Khimki threatened by toxic road triangle while the villages of Terekhovo and Vashutino continue to expand into the forest.
Finally, in August 2010, following a protest that gathered an estimated 5,000 people in the centre of Moscow, President Dmitry Medvedev paused construction of the road and proposed additional public consultations. Although the President decided not to back the scheme, no mistakes in the planning process were acknowledged, and no criticisms were levelled with respect to the competency of the officials in charge of the initial project. It's also worth mentioning that, by that time, over 40% of forest in the allocated area had been already cut down! While this surprising outcome is understandably hailed as a victory by some protesters, it may well prove a rather shallow one, and the question remains: victory for whom? Congestion on the existing M-10 highway is so intolerably high that it reaches plateau level from early morning and stays that way for the whole day, with no easing of traffic or respite from typical rush hour peaks. Widening is no longer an option due to adjacent commercial construction that was legalised in the 1990s. Moreover, any changes to the M-SPb project would delay the process indefinitely as an alternate route would require a complete recalculation of costs and the re-negotiation of terms with the concessionaire, followed by a long and expensive process of compulsory purchase. In addition, alternative routes would not even necessarily yield better environmental outcomes. Indeed, as illustrated by the photos, the roads would enclose thousands of Khimki residents in a toxic road triangle that would further preclude any residential access to the forest.

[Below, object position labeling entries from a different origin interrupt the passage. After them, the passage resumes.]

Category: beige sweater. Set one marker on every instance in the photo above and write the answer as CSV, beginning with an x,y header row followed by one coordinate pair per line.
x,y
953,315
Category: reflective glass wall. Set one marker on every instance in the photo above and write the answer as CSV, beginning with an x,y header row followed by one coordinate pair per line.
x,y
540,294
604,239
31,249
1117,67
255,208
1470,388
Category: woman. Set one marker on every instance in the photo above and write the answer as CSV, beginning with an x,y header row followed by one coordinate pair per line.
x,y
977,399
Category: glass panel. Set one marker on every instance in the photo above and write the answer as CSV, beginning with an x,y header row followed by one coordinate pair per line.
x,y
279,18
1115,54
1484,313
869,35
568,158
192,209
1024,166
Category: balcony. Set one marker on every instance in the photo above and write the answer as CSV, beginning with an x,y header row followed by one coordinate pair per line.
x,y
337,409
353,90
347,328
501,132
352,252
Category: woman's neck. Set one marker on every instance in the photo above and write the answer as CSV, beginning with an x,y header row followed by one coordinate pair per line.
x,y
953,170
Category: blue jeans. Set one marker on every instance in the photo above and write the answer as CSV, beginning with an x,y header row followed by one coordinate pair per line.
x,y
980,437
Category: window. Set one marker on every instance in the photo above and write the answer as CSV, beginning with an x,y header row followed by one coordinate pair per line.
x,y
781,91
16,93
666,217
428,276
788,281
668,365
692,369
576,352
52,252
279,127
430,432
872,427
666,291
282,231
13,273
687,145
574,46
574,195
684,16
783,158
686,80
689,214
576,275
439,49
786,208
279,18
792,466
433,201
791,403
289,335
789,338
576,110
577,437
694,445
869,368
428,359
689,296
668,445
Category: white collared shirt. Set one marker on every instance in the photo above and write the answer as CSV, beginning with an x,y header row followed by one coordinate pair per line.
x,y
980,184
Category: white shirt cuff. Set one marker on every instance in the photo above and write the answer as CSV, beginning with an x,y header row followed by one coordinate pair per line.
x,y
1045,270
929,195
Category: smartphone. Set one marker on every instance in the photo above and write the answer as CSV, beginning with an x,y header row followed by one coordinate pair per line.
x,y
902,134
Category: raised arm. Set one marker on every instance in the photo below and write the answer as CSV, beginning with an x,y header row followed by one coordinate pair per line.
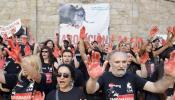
x,y
95,71
168,78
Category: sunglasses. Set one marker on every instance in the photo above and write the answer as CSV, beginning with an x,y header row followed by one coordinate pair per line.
x,y
44,51
65,75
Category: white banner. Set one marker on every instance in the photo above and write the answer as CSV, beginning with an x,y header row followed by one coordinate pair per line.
x,y
7,31
95,18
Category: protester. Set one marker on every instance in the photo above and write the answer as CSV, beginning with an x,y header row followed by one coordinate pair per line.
x,y
66,89
118,84
26,84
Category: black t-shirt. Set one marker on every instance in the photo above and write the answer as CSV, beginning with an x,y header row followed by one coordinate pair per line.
x,y
124,88
50,78
133,67
74,94
23,88
11,67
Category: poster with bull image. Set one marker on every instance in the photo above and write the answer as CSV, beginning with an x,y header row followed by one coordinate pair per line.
x,y
9,30
94,17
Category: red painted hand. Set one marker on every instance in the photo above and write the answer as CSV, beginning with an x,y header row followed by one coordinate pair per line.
x,y
2,62
83,35
153,31
144,58
169,65
56,52
15,51
93,66
27,50
99,39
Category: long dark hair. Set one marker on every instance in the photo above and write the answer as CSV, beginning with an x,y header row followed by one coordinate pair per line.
x,y
50,55
49,40
71,69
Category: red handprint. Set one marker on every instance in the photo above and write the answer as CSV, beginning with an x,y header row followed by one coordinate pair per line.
x,y
99,38
24,40
83,35
144,58
15,51
169,65
56,52
153,31
112,37
136,48
93,66
169,29
2,62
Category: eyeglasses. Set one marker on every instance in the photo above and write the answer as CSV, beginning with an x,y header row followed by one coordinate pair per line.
x,y
44,51
65,75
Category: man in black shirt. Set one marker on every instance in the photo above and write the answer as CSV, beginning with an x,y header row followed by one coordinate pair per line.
x,y
118,84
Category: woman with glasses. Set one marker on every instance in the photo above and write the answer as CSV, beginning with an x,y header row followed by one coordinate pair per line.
x,y
48,67
66,89
28,82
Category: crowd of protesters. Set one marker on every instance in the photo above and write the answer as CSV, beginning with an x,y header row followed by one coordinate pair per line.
x,y
132,69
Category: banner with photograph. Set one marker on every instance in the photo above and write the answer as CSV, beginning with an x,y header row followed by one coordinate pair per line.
x,y
94,17
7,31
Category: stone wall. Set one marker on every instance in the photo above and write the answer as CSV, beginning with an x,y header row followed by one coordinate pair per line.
x,y
127,17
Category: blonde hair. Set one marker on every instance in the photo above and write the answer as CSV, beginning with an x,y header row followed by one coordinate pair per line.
x,y
33,60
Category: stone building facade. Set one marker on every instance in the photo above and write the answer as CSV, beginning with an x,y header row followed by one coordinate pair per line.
x,y
127,17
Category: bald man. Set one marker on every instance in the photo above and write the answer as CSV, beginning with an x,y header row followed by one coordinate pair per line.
x,y
118,84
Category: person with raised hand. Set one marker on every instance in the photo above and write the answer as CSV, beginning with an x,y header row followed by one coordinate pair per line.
x,y
118,84
66,89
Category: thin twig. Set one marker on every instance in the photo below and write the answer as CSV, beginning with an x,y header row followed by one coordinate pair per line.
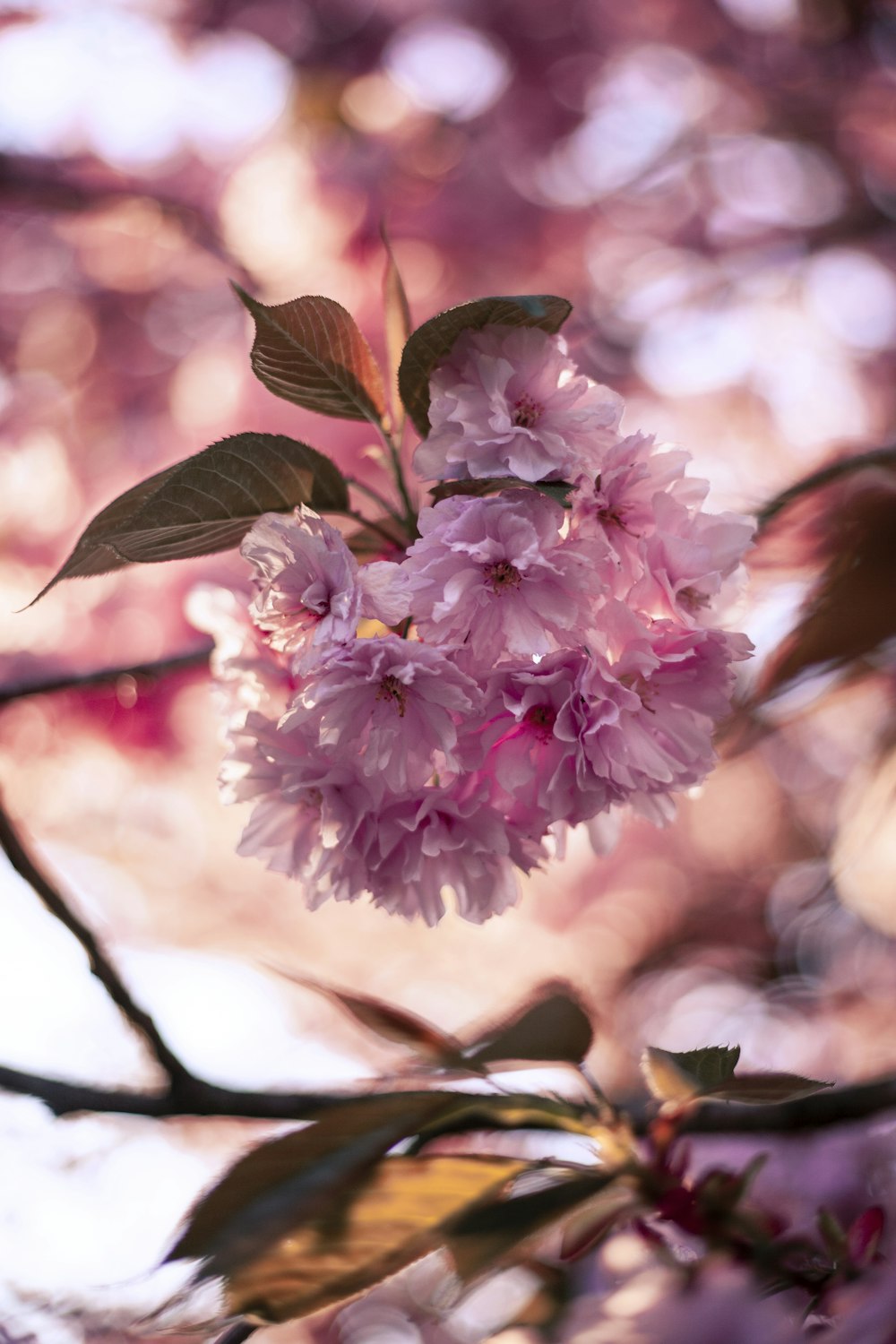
x,y
99,965
367,521
105,676
66,1098
845,1105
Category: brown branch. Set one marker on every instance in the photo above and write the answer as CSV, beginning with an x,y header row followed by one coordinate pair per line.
x,y
105,676
99,965
65,1098
844,1105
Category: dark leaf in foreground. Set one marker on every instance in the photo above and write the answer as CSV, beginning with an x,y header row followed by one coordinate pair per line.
x,y
316,1169
312,352
297,1175
710,1074
435,340
554,1029
206,503
479,1238
678,1075
395,1217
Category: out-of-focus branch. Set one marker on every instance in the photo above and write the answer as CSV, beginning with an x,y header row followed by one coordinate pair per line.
x,y
99,964
201,1098
105,676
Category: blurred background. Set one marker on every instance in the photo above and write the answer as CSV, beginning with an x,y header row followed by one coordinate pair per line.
x,y
713,185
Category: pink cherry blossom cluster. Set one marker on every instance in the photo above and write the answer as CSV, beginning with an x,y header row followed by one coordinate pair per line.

A recent sociological survey highlights how a few residents of nearby villages (that, incidentally, encroach into the forests themselves in order to expand, as can be seen from the aerial shots) were able to stop a mega project, while Khimki residents remained silent.
According to the Levada Center, 76% of Khimki residents support the protesters, and 73% support the construction of the road away from both their city and the forest (which is technically impossible).
When confronted with a direct choice, however (by being asked to state their preferences on the basis that the road would, of necessity, have to be built either through the forest or under their windows) data from VCIOM (the Russian Public Opinion Research Centre) reveals that 49% supported construction in the forest and only 25% supported construction in the city. These findings demonstrate to what extent many people supporting the protesters may have been unaware of the trade-offs involved.
The stakes are, indeed, high. A return to the original project would inevitably provoke renewed public outrage, further damaging Russian elites in the lead up to the forthcoming Presidential elections, while a prolonged pause (let alone a total cessation) of the project will continue to damage Russia's international investment image and bring it to a new low. We may only suggest that, irrespective of the eventual outcome, the relevant authorities should draw the obvious lessons from this sorry saga and fully involve all the various interest groups from the very earliest planning stages of all prospective future projects.